Armpit lumps could also be caused by cysts (a growth), an infection or irritation from shaving or antiperspirant use.
The most common causes of armpit lumps are:
- Bacterial or viral infections
- Fat tissue growths.
- A fibroadenoma (noncancerous fibrous tissue growth)
- Allergic reactions
- Bad reactions to vaccinations
- Fungal infections
- Breast cancer
- Lymphoma (cancer of the lymphatic system)
- Leukaemia (cancer of the blood cells)
Although the obvious symptom is the armpit lump itself, the kind of lump could help you to find out the cause. The texture and size of the lump is good indicators.
For example, a cyst, infection or fatty growth may feel soft to the touch. Cancerous tumours or fibroadenomas may feel stiff. Painful lumps are usually caused by an allergic reaction or a lymph node infection. Besides the lump, infections commonly include other symptoms like a fever and night sweats.
For women, an armpit lump may mean breast cancer. Women should do monthly breast self-exams and tell their doctor about any lumps immediately. Clogging and inflammation of the glands under the armpit could also be the cause of lumps.
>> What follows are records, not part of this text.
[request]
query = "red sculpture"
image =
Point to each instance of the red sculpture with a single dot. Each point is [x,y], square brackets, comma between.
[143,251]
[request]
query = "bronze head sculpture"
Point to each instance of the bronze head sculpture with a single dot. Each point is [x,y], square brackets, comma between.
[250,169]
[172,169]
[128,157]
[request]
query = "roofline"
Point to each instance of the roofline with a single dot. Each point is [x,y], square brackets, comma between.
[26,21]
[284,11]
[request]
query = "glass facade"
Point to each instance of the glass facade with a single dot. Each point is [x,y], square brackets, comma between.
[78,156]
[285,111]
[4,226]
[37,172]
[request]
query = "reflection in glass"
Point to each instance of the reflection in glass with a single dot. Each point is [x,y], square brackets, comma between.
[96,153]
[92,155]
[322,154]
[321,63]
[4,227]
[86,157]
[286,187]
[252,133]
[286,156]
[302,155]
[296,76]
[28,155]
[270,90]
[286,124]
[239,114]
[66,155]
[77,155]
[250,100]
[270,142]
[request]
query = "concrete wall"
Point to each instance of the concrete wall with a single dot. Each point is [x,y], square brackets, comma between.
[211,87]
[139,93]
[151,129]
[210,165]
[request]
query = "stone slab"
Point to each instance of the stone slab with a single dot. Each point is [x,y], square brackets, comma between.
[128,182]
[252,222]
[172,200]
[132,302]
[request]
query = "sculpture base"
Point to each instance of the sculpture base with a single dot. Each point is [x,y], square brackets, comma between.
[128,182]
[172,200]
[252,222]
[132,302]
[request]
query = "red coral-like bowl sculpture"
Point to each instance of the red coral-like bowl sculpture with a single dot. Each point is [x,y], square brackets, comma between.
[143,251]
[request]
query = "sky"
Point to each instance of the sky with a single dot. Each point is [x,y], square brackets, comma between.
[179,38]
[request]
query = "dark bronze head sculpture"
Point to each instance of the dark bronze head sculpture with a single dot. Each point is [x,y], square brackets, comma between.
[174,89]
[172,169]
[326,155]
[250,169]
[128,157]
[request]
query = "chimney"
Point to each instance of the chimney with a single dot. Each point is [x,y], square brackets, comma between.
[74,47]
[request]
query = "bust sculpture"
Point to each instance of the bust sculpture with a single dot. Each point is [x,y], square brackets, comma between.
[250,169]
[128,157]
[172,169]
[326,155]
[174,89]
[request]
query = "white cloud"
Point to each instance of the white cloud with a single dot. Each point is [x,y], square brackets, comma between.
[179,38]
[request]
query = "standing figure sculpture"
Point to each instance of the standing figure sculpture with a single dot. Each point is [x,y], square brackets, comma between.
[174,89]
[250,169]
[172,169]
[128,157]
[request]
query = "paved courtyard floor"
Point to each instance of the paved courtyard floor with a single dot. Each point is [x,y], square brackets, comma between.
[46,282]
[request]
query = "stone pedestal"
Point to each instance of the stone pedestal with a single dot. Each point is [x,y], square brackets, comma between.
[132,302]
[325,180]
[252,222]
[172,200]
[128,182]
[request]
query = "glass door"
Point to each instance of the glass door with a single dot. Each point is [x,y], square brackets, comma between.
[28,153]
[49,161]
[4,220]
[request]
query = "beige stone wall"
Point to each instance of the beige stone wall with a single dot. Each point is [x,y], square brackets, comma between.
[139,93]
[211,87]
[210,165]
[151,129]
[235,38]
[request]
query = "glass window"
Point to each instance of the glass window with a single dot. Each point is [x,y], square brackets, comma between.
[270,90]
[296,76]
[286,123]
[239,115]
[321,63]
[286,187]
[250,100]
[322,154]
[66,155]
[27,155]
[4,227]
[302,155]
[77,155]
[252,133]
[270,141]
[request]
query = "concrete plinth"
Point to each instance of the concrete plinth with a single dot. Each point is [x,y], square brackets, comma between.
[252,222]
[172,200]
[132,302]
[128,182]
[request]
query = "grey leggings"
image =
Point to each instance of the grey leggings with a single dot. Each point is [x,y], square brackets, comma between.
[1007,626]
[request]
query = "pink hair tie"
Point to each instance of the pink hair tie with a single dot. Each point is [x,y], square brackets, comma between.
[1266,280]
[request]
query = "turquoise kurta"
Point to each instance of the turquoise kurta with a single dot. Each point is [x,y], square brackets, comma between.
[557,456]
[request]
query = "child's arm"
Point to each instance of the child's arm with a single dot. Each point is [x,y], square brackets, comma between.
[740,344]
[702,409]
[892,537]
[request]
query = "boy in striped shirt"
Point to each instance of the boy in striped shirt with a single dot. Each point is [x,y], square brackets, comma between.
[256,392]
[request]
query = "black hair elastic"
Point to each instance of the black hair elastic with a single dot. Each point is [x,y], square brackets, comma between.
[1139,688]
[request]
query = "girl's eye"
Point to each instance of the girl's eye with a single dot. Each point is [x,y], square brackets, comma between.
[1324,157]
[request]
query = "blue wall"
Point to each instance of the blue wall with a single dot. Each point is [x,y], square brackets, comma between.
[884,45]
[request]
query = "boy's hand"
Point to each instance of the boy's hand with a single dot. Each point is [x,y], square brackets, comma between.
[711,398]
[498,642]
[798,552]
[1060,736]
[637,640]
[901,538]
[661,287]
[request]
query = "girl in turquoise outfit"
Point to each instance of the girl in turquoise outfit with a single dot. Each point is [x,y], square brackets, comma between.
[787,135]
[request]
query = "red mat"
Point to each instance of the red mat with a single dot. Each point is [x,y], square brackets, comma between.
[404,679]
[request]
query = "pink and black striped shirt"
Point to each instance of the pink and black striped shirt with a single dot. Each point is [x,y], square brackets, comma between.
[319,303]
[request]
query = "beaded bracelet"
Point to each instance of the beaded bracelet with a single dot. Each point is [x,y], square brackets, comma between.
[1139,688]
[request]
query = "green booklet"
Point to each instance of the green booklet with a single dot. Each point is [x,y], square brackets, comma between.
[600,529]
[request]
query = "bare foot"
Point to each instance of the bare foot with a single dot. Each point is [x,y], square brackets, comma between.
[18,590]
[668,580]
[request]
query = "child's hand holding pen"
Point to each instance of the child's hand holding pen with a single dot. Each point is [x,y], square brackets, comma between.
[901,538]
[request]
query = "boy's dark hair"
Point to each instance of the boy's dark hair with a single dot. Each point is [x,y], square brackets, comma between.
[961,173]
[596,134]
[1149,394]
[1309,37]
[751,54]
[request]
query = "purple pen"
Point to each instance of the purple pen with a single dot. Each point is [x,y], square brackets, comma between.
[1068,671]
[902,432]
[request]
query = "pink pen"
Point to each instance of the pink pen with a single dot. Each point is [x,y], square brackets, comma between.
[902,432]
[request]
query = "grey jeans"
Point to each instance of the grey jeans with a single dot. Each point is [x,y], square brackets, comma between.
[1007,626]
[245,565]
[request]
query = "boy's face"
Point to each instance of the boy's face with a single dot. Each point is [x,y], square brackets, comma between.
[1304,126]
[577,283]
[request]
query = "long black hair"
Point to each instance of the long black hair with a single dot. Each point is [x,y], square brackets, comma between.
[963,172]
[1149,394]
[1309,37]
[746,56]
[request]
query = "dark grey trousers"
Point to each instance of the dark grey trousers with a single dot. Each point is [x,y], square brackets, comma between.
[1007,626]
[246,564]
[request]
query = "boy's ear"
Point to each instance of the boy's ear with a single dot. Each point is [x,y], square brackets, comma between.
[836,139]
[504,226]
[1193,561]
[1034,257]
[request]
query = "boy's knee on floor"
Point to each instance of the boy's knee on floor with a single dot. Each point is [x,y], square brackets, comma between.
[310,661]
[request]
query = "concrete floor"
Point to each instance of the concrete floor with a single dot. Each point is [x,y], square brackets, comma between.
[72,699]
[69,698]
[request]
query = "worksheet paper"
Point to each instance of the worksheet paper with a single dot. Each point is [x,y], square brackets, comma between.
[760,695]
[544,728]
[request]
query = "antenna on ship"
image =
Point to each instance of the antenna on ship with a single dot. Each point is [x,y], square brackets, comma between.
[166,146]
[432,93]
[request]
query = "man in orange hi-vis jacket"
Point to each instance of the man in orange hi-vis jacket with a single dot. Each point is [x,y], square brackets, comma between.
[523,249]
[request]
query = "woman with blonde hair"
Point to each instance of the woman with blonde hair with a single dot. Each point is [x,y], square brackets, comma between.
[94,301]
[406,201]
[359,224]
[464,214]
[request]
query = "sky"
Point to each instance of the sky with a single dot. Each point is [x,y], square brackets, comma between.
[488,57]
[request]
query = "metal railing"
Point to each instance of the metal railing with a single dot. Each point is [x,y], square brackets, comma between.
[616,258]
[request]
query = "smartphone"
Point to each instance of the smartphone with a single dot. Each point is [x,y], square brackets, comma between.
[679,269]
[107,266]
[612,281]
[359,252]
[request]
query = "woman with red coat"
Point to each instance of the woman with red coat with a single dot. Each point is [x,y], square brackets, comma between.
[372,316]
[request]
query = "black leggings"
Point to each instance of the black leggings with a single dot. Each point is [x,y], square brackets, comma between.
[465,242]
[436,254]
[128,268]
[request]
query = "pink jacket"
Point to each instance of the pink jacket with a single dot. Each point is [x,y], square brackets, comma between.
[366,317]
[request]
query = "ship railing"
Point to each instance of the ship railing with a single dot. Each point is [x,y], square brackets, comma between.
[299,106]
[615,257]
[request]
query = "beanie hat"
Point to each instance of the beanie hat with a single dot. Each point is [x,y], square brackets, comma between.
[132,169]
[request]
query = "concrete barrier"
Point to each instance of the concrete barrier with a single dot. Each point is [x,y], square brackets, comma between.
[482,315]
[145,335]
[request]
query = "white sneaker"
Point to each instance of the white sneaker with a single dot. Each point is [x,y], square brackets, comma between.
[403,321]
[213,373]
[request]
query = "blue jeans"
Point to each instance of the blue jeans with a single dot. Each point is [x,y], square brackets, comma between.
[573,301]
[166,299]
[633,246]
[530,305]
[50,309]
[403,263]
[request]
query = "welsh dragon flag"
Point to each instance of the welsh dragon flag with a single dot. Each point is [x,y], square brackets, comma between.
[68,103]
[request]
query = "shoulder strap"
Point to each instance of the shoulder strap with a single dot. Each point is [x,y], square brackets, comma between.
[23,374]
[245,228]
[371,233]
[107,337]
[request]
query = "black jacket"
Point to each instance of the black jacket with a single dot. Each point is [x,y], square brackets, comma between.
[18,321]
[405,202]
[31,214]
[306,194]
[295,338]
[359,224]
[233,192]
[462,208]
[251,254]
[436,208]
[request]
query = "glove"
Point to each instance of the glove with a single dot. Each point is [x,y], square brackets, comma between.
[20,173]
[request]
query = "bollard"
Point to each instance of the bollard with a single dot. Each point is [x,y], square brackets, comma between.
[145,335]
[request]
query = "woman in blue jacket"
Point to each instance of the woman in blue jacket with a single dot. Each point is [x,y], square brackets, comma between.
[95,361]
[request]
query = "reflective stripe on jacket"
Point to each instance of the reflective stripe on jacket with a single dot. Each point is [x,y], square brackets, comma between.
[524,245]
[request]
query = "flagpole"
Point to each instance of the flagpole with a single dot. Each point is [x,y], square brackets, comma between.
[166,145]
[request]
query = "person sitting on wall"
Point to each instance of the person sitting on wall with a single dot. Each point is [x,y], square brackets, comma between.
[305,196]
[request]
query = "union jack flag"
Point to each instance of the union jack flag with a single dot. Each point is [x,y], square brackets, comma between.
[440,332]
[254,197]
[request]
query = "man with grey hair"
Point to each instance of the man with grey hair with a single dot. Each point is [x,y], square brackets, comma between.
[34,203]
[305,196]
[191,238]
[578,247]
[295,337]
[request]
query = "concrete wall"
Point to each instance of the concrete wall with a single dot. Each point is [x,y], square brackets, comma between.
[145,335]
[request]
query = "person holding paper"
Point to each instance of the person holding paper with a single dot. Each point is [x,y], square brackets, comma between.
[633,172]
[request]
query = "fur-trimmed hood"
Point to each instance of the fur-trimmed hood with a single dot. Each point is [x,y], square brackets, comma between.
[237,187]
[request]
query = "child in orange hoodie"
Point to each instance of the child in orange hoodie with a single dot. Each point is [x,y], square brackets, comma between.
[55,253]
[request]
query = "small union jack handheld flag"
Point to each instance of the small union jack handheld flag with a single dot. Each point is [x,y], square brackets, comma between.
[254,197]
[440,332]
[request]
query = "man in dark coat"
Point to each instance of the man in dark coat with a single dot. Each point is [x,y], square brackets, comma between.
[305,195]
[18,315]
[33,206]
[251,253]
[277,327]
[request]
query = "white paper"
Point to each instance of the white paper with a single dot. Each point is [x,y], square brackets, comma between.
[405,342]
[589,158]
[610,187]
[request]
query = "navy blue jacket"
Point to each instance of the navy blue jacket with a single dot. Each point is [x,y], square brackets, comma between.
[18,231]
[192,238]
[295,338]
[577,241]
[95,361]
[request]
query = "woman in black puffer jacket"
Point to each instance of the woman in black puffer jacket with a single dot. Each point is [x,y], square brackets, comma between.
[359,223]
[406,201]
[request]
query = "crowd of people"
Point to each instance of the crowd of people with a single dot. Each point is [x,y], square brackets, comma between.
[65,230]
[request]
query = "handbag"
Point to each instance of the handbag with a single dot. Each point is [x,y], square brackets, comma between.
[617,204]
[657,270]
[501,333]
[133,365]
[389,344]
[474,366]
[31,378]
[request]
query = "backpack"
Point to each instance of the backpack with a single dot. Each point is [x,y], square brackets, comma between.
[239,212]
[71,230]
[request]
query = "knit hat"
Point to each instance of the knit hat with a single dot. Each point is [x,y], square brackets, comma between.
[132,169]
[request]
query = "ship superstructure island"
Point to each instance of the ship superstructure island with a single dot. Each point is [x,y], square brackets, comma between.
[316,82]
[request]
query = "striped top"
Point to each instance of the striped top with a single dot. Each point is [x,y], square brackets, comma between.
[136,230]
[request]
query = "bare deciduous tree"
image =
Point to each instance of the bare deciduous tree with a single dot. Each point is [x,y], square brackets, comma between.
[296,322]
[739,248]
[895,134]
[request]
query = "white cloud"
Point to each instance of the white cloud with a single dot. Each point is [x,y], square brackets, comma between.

These lumps are usually painful and boil-like lumps which may be filled with pus.
Diagnosing armpit lumps
As there are many possible causes for armpit lumps, your doctor will ask you questions. You’ll be asked about any changes in the lump and if you’re experiencing any pain in the area.
Your doctor will examine the lump to check the texture and lymph nodes in the area. If it isn’t harmful and will clear up, the diagnosis would end. If your doctor suspects it’s more serious, treatment will be given.
In most cases, armpit lumps don’t have to be treated and will disappear over time. Home remedies such as warm compresses and over-the-counter pain relievers may be advised to ease discomfort.
Treatment will depend on the underlying cause of the armpit lump. For allergies, medication is also prescribed, and you’ll need to avoid certain allergy triggers.
If the cause is a bacterial infection, your doctor may prescribe oral antibiotics to fight it. Within a few days, the armpit lump should start to disappear. In serious cases, if antibiotics don’t work, you may need to be hospitalised for treatment.